Kincaid began the interview, which was scheduled to last 30 minutes, politely. But then he began to emphasize the fact that I was running as an openly gay candidate and got off the track I expected -- namely, the libertarian issues that motivated me to run, like reducing business regulation and taxes -- and began to ask graphic questions about my sex life.

Seriously, he asked me, on live radio, whether I put my penis in another man's anus or mouth, or if I let another man put his penis in my mouth or anus. I was flabbergasted and refused to answer.

He repeated the question, and again I refused to answer. He was persistent and snarled, "Well, if that's not what you want to talk about, why do you think you're on this show?"

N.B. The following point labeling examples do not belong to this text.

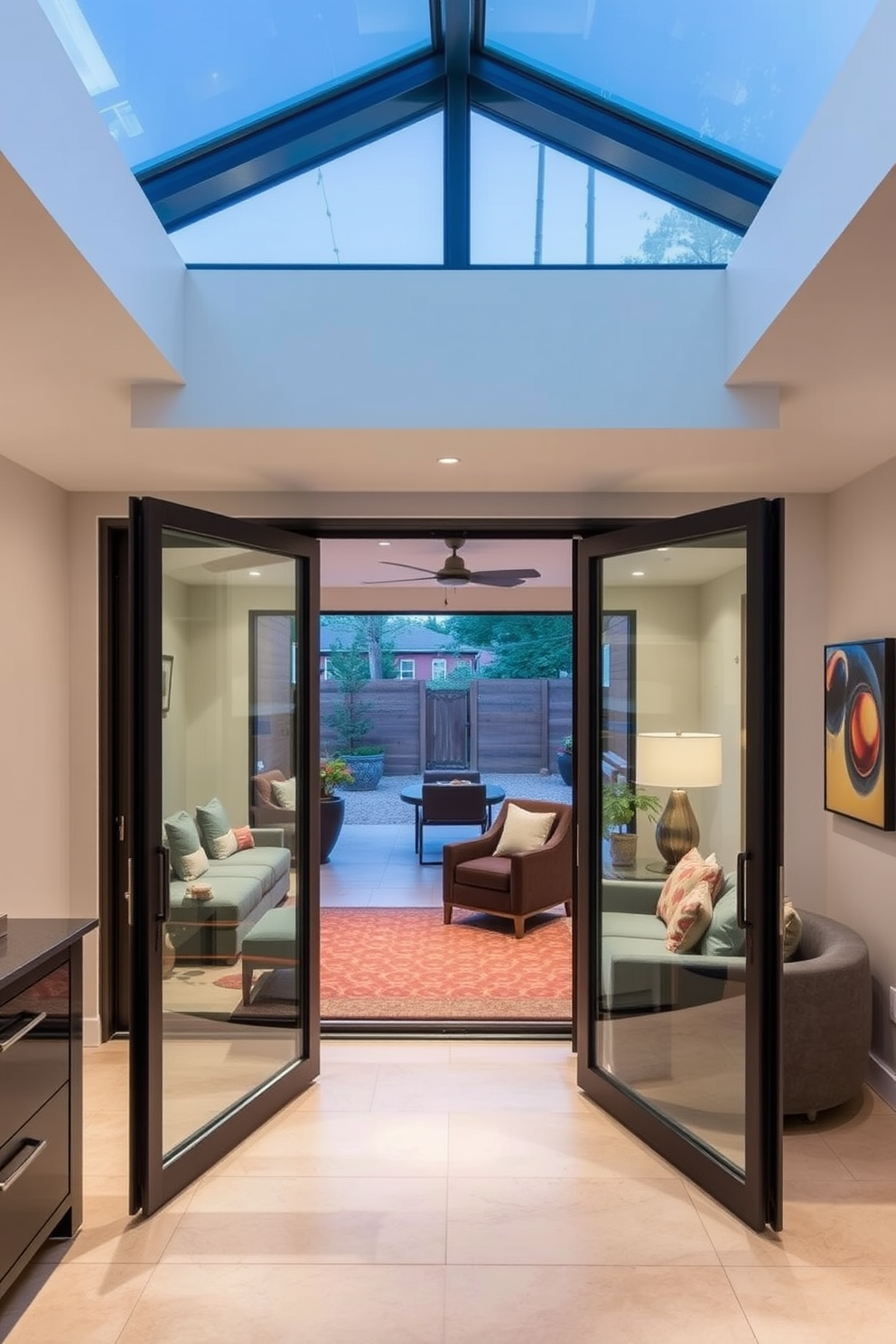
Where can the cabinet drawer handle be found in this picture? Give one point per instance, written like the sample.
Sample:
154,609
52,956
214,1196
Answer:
31,1022
39,1144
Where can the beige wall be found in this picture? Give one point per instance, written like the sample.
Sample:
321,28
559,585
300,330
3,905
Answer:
862,862
33,699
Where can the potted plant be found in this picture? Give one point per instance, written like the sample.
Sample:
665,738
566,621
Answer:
565,760
621,801
333,771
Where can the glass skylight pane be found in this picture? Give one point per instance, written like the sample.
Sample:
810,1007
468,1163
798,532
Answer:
171,74
744,76
629,226
380,204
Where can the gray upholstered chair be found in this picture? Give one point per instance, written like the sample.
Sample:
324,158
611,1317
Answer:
450,806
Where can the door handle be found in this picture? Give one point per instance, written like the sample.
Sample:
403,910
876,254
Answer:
164,883
742,894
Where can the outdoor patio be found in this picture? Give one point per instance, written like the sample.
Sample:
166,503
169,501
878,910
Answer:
374,862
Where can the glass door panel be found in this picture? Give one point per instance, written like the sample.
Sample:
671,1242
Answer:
681,1015
226,936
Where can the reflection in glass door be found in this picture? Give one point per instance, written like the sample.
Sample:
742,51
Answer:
684,931
225,930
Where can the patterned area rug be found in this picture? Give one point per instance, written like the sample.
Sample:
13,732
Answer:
387,964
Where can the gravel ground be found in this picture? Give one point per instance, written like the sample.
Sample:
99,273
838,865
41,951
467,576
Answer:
383,806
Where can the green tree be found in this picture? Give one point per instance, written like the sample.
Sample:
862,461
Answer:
680,238
523,645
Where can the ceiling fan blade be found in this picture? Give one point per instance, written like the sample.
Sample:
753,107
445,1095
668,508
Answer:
502,578
418,567
427,578
247,561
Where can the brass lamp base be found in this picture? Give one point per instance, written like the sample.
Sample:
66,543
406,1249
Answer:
677,829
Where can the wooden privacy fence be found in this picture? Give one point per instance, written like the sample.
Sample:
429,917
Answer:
502,726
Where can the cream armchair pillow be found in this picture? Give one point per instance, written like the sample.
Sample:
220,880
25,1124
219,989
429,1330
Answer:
523,831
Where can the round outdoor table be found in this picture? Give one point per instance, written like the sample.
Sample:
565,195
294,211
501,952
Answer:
414,795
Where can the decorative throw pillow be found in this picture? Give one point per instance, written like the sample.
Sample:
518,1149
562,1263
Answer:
689,919
724,936
793,930
212,824
523,831
222,847
245,837
284,792
188,859
689,871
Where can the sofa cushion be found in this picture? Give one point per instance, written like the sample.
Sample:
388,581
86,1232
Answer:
689,871
214,826
724,937
188,859
793,931
523,831
492,873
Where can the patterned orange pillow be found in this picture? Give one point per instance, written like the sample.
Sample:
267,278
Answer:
245,837
689,919
689,871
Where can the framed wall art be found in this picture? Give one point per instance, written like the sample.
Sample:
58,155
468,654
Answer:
859,732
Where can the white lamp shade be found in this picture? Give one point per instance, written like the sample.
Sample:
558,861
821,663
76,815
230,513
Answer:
680,760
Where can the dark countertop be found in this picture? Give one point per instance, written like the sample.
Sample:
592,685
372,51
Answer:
31,941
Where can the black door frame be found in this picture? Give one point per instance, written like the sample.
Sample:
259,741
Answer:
757,1199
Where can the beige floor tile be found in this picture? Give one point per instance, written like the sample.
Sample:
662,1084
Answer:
71,1304
313,1220
303,1143
547,1144
818,1307
835,1223
537,1304
110,1237
574,1222
465,1087
290,1304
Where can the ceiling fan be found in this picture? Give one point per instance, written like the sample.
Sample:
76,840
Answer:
455,574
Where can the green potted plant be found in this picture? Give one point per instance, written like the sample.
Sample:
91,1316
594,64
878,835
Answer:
565,760
333,771
621,801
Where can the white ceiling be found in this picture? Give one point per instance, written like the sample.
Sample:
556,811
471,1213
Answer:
69,355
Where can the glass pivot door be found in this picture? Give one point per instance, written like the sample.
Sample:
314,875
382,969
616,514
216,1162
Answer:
683,1046
223,908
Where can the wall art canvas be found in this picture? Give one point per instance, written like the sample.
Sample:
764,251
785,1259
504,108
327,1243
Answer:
859,732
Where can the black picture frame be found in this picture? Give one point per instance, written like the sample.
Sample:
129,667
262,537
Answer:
167,674
860,715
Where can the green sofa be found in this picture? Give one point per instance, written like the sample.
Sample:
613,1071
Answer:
245,886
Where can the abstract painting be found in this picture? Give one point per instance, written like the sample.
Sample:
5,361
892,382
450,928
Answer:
859,732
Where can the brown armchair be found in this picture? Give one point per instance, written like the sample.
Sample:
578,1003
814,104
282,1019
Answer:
265,812
450,806
518,886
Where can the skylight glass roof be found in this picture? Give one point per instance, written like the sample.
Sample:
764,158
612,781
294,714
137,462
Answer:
173,74
742,76
586,217
380,204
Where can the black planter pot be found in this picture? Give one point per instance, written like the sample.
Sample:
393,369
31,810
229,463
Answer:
332,817
565,766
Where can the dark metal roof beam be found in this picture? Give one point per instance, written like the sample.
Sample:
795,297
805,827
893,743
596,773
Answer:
617,143
457,23
262,156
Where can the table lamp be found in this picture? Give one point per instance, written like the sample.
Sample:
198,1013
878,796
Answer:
678,761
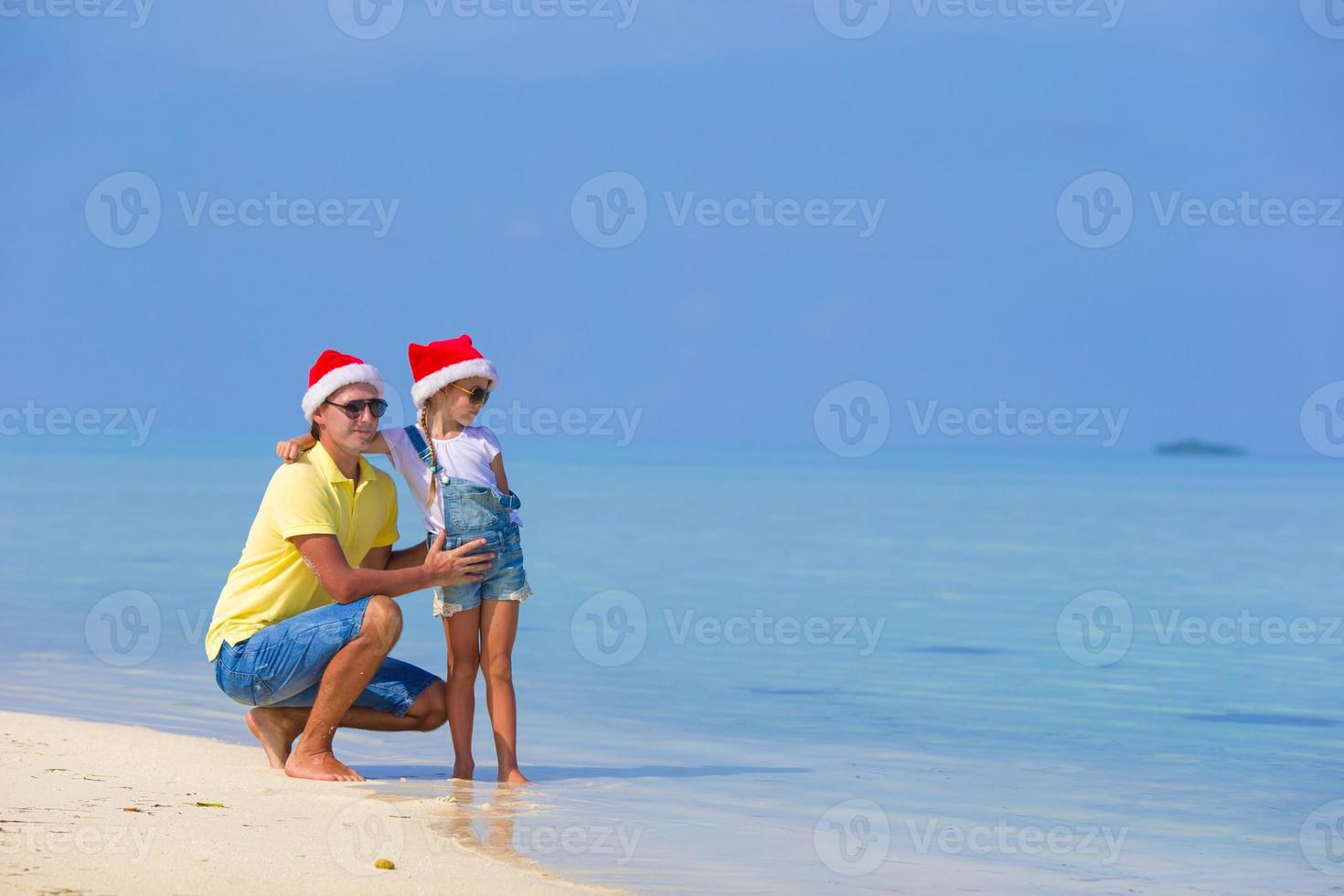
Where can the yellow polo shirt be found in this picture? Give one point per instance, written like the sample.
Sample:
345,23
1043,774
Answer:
306,497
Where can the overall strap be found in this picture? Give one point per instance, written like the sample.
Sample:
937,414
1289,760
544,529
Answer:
422,449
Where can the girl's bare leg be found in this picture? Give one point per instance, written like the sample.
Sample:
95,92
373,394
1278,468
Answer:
499,627
463,632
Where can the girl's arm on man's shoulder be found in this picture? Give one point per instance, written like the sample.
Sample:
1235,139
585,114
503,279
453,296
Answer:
500,477
289,450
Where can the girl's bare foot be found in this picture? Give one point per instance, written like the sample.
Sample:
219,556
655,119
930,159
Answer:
274,731
319,766
514,776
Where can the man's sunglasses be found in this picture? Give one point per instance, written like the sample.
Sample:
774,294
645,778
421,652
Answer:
479,395
354,410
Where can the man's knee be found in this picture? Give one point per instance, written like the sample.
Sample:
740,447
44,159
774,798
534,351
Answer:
499,667
382,621
463,667
431,709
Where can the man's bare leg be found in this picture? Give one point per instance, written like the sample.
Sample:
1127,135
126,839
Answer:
346,677
277,727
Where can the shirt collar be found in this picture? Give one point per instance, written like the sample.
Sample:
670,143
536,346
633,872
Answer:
325,463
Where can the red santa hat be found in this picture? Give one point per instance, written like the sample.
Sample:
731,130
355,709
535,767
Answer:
445,361
332,372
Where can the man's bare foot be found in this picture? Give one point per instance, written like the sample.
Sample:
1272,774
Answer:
276,735
514,776
320,766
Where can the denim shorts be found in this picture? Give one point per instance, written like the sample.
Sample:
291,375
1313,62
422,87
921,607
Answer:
283,664
507,581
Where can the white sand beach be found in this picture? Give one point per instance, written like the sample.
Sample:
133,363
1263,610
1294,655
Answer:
120,809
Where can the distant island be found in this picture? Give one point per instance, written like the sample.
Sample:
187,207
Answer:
1197,446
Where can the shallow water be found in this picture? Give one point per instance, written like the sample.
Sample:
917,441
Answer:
749,670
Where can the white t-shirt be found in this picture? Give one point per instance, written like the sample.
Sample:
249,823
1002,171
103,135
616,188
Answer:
465,457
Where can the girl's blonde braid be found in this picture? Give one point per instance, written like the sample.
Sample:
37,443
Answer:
429,441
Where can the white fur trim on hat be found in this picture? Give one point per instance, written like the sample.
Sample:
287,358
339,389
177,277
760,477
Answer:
336,380
428,387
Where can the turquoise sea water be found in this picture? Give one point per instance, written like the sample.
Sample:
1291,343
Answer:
757,670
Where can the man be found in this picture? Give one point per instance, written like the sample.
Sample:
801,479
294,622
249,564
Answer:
306,620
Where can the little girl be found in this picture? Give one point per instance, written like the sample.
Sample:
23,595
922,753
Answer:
463,491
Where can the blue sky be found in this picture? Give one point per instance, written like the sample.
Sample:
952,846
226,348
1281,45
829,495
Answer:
968,292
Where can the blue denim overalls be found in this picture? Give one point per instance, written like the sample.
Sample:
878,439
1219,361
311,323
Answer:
474,511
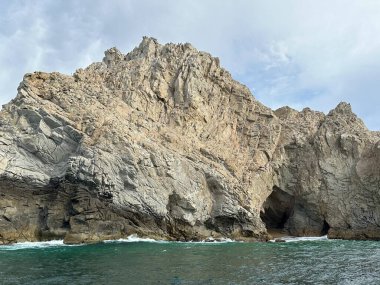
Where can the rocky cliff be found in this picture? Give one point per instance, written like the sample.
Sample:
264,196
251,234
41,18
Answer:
162,142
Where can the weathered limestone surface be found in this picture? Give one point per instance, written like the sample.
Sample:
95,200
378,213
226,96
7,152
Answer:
163,142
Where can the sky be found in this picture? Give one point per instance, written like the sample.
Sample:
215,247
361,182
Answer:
300,53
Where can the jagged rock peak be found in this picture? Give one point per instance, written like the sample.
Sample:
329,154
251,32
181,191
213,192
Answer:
342,108
163,142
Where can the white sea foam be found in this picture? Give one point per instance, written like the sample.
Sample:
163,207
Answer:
297,239
136,238
28,245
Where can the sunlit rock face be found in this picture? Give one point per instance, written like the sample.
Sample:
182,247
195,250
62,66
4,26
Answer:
162,142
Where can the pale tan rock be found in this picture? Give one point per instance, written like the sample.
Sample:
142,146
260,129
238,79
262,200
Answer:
163,142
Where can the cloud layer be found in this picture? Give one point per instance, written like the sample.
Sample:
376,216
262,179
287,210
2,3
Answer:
297,52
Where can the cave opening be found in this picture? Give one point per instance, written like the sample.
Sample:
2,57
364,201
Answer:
277,209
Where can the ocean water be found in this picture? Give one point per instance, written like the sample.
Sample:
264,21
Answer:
144,261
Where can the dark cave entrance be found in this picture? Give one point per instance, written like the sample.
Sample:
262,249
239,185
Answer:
277,209
325,228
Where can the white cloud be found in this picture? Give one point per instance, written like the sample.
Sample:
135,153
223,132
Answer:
296,52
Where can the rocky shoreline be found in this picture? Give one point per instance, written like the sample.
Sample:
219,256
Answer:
162,142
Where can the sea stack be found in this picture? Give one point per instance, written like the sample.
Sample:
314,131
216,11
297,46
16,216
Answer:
163,142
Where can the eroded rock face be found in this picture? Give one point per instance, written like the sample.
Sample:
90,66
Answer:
163,142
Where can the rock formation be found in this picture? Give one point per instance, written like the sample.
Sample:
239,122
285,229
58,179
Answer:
162,142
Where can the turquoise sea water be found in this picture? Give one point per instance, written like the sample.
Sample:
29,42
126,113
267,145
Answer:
297,262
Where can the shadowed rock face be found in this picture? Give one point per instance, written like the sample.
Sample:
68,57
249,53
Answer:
163,142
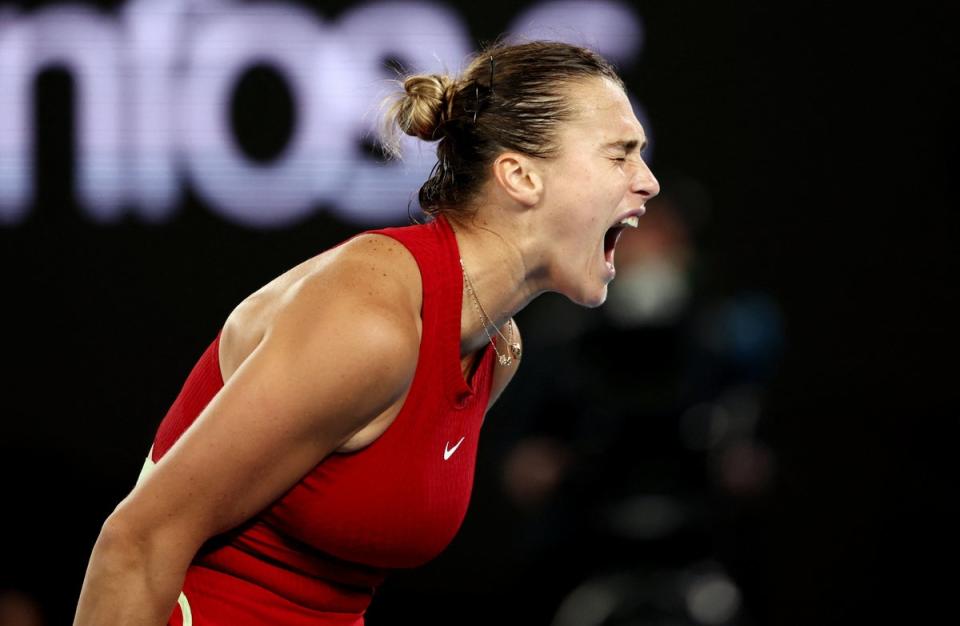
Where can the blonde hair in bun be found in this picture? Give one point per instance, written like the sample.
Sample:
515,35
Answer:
509,97
419,111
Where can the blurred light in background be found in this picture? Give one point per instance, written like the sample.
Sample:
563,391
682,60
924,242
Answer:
155,84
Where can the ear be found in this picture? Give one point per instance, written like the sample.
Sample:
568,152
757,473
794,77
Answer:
518,176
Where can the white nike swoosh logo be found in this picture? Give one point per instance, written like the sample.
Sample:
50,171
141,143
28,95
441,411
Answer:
449,453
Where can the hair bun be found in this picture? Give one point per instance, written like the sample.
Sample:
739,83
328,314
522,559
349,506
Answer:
425,105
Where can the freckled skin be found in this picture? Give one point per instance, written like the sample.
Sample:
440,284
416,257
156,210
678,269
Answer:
590,186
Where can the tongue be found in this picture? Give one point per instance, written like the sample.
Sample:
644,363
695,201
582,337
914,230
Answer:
610,242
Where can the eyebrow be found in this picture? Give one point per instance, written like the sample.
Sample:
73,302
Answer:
627,146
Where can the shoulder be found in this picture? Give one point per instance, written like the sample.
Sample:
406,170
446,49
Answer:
367,291
370,272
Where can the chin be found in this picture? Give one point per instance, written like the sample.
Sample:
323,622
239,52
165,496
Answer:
590,300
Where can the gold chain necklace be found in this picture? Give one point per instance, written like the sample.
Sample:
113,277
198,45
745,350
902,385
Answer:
503,359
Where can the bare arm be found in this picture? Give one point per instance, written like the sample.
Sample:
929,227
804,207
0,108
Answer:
340,351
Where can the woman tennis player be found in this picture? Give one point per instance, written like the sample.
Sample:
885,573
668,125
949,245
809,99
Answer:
328,433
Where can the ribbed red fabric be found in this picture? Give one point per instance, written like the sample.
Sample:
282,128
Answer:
316,555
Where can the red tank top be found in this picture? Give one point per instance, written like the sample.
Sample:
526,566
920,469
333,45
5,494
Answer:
316,555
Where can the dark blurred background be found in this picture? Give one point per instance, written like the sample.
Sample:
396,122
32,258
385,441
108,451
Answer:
756,428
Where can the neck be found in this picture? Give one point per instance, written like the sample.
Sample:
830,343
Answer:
504,278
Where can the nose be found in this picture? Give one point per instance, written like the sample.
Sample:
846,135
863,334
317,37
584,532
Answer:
645,183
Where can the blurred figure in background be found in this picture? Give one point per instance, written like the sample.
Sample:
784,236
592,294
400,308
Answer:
629,426
18,608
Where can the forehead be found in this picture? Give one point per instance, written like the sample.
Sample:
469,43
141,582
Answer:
602,113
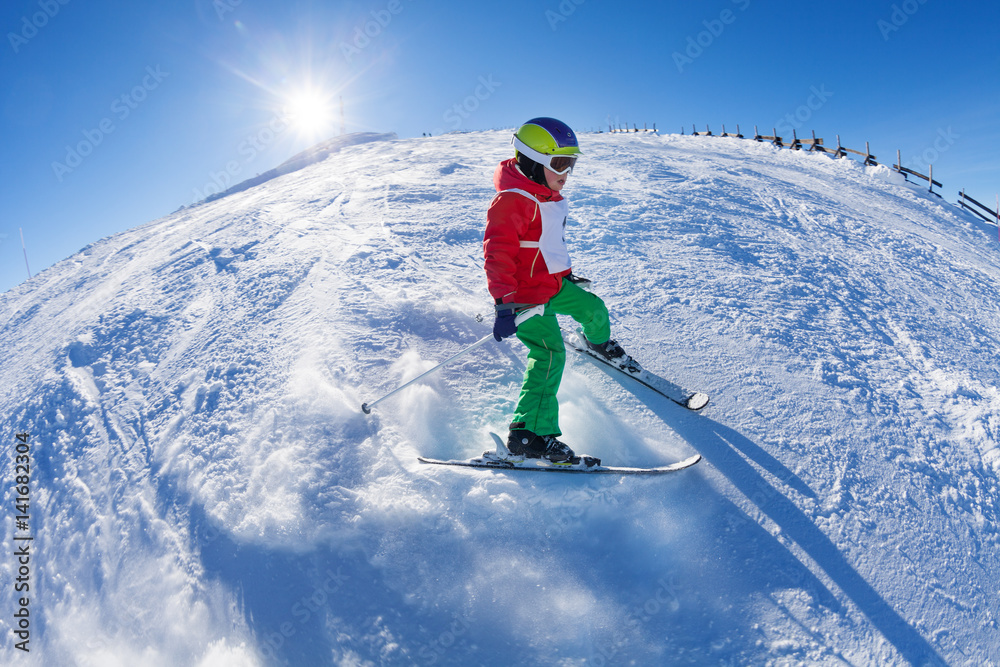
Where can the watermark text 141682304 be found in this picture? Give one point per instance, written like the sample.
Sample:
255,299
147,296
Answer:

As sweetly as I could, I responded, "Cliff, I thought you wanted me here to talk about cutting taxes and spending in Richmond."

Shortly after that, the interview was cut short and I sat at my desk, stunned that a grown man could ask such personal questions in such a public fashion.

The best thing about that interview is that it has given me a great story with which to entertain my friends at dinner parties for the past two decades.

Getting back to my point about gay people being more concerned with love and affection than about genitalia, I've concluded that anti-gay conservatives (not the nice, rational conservatives) are largely clueless about what it means to be gay.  That's the only explanation for Ryan Sorba saying to Alex Knepper "you mean you think you're gay" in a timid attempt to cast doubt on the veracity of Alex's claim to be gay.

These people don't understand that when a high-school freshman realizes he's gay and that he has a crush on his best friend, the first thing to come to his mind is not "I want to have anal sex with him."  The first thing he thinks is, "I want to kiss him."

The fact that anti-gay conservatives can't make the distinction between affection and lust says more about them than about the people whose rights (and, in Sorba's case, whose existence) they seek to deny.

Perhaps some anti-gay conservative -- the sort who booed Alexander McCobin of Young Americans for Liberty and cheered Ryan Sorba -- can answer my question:  Why are you always the first to bring up sex in a conversation about gay rights?  Is it a personal obsession, a mask for your true feelings, or is it in some convoluted way connected with rational thought?